11. In my opinion, what this proviso requires is that the accused must have a full opportunity of cross-examining the witness.
12. Before charge was framed, the accused had certainly the opportunity to cross-examine the witness; but at that stage, he had no right to cross-examine the witness. The reasons for the conclusion that the accused. In a warrant case has no right to cross-examine the witness before charge is framed within the meaning of Section 33, Evidence Act, were fully discussed in Appeal No. 236 of 1949, and need not be repeated here.

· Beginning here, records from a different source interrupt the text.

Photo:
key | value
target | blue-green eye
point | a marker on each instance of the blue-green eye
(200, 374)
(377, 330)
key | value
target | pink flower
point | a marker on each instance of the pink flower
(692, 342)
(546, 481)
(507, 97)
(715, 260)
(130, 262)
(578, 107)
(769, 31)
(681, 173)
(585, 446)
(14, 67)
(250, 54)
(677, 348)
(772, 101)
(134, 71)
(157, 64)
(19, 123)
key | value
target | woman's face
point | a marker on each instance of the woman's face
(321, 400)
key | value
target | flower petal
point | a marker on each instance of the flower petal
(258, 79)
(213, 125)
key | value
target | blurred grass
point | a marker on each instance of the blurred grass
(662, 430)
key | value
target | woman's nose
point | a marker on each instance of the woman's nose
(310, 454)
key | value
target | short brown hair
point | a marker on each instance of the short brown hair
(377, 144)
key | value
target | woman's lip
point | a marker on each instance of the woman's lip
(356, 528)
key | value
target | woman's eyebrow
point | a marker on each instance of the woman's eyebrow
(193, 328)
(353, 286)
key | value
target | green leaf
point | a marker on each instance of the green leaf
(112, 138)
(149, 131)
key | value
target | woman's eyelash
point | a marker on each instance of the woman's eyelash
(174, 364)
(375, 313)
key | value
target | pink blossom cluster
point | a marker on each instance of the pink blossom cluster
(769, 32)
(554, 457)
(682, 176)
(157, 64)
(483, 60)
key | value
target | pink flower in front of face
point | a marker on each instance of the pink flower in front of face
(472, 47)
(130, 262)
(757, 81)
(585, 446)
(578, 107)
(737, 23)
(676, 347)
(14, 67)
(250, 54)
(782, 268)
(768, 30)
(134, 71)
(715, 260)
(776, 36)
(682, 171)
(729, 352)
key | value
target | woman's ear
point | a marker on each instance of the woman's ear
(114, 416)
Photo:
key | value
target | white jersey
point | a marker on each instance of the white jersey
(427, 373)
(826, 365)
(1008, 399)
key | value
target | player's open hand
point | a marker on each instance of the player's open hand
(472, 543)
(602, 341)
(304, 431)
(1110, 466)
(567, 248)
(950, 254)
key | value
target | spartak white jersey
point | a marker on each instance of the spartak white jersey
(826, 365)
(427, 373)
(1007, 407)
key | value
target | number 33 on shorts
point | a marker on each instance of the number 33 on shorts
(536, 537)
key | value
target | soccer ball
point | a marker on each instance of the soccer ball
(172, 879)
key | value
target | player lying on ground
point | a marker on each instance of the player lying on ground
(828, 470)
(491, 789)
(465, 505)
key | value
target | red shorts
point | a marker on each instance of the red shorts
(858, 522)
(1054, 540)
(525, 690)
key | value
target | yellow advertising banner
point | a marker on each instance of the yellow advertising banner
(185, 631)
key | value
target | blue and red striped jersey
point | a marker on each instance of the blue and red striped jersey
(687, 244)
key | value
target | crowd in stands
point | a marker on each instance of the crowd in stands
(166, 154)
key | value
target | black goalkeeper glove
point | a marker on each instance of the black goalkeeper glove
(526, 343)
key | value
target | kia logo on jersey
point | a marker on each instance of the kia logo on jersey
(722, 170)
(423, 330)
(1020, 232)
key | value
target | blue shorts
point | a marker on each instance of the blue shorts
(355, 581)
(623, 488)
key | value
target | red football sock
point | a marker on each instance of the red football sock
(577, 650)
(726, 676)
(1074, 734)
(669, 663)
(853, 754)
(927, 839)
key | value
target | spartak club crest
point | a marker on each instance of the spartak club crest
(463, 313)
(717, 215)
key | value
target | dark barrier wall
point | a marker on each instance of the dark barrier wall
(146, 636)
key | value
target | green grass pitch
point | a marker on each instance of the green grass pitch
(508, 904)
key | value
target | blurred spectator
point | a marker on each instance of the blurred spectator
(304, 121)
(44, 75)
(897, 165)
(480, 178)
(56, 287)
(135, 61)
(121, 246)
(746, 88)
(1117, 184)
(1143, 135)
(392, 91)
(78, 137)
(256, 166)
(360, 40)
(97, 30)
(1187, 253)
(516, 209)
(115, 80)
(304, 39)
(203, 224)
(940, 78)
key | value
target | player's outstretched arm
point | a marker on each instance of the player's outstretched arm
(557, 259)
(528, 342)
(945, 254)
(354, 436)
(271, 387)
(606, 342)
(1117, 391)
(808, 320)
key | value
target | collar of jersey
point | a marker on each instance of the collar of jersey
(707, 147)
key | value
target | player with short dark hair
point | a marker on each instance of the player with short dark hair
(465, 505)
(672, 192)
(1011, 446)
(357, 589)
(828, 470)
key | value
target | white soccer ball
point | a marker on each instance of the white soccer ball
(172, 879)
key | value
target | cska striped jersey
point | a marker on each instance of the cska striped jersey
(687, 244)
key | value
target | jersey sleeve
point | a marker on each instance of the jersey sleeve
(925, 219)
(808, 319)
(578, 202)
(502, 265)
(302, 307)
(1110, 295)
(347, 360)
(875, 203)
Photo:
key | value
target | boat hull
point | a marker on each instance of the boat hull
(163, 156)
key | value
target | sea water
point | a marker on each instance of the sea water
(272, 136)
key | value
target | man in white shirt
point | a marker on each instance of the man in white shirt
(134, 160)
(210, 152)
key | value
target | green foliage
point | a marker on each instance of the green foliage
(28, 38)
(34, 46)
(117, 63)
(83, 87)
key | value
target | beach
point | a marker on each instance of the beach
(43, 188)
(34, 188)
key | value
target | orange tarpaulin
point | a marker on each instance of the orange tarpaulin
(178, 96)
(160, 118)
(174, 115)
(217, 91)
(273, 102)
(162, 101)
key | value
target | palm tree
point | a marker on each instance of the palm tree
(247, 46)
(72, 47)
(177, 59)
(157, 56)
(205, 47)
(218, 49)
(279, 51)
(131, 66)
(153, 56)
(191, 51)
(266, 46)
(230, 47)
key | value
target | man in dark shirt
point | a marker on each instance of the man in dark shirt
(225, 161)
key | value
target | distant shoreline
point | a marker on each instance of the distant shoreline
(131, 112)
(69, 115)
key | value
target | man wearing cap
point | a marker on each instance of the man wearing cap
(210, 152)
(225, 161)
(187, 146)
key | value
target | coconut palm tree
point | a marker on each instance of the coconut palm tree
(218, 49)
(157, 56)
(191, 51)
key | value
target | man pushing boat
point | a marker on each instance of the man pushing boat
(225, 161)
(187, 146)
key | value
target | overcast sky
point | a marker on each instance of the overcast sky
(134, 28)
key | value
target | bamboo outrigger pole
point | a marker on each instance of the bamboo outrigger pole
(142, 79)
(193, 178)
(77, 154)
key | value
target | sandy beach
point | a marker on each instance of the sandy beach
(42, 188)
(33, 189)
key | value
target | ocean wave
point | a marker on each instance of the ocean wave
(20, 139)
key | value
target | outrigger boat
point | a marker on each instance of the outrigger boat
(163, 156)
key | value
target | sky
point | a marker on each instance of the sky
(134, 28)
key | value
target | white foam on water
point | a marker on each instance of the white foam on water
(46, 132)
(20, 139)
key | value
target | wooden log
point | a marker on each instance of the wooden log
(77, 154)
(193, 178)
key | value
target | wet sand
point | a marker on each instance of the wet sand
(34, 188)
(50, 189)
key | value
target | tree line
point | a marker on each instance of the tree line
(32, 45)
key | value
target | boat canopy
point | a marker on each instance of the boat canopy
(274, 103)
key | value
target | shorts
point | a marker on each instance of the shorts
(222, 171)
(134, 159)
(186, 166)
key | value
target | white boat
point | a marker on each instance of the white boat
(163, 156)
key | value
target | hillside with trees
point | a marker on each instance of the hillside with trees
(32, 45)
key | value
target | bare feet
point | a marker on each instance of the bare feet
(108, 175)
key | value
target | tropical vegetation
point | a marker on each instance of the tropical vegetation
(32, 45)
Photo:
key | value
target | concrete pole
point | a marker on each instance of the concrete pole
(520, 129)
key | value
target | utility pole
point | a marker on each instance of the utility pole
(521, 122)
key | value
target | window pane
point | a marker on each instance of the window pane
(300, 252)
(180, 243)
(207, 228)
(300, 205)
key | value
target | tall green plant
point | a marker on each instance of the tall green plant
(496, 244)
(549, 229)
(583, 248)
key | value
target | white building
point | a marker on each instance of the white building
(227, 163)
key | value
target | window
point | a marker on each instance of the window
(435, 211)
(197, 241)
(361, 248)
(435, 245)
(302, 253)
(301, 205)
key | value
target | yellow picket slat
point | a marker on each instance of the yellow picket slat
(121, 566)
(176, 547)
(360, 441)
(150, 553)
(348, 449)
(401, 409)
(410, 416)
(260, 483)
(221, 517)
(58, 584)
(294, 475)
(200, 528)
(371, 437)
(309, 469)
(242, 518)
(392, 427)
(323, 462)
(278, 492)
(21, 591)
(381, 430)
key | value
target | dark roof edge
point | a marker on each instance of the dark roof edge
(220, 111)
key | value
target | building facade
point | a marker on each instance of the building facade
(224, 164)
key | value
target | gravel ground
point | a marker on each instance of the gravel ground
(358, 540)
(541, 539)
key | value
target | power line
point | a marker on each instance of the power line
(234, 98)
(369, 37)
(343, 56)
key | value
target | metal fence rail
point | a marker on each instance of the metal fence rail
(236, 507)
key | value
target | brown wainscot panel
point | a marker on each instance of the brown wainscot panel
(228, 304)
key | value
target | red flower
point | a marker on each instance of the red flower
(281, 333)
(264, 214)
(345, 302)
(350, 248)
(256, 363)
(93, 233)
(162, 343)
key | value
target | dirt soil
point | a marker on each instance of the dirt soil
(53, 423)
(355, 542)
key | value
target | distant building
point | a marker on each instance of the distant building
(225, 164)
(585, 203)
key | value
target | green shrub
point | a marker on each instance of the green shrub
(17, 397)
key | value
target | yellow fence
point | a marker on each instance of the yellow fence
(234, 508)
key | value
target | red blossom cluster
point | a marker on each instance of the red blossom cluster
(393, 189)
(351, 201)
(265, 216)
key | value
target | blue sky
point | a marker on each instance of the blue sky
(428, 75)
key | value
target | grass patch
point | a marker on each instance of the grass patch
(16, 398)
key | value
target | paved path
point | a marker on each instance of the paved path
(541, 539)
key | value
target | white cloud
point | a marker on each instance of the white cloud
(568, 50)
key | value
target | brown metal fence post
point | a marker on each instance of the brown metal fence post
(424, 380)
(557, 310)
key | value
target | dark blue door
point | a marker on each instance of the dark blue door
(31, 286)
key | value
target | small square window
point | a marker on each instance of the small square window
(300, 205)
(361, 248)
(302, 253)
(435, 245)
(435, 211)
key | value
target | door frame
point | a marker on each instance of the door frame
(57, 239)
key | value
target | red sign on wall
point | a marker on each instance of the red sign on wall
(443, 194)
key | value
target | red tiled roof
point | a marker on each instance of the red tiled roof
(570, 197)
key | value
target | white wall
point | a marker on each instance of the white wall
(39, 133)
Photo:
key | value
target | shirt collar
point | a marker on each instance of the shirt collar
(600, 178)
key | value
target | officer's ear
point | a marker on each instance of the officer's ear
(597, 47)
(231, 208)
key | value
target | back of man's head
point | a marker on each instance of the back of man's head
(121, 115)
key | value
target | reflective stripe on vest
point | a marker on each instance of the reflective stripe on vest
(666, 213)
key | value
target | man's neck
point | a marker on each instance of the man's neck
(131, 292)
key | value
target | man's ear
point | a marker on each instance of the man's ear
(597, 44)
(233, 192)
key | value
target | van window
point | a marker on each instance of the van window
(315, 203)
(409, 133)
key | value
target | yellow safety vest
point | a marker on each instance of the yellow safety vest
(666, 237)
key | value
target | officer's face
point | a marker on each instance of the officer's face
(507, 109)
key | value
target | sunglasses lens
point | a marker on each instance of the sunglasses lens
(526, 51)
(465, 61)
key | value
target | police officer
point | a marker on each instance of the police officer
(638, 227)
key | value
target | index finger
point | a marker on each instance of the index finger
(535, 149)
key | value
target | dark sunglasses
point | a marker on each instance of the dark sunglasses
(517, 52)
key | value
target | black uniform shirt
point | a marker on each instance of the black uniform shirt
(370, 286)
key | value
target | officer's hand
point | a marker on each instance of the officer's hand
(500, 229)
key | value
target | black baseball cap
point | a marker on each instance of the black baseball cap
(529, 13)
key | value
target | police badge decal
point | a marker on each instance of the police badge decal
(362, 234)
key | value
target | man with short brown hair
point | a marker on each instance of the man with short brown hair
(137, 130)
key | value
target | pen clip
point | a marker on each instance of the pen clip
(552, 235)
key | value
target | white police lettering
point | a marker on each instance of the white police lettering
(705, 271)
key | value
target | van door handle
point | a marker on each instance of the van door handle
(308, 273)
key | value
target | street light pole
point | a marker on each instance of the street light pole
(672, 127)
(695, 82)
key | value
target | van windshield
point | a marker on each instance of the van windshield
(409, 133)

13. My conclusion, therefore, is that Sripati's evidence, as recorded is not admissible under Section 33, Evidence Act, and must be excluded from consideration. On such exclusion, the position is that there is no evidence on the record at all to show either that there was an agreement between the appellant and Sripati that the appellant would receive illegal gratifications, or that, in fact, any illegal gratification was ever received by the appellant. The prosecution, has, therefore, failed in my opinion, to prove the guilt of the accused of any of the offences with which he was charged.
14. I would, therefore, allow this appeal, set aside the order of conviction and sentence passed by the Tribunal, and order that the accused be acquitted of all the charges, and discharged from his bail bond.
15. By the Court--Leave to appeal to the Supreme Court under Article 134(1)(c) of the Constitution is refused.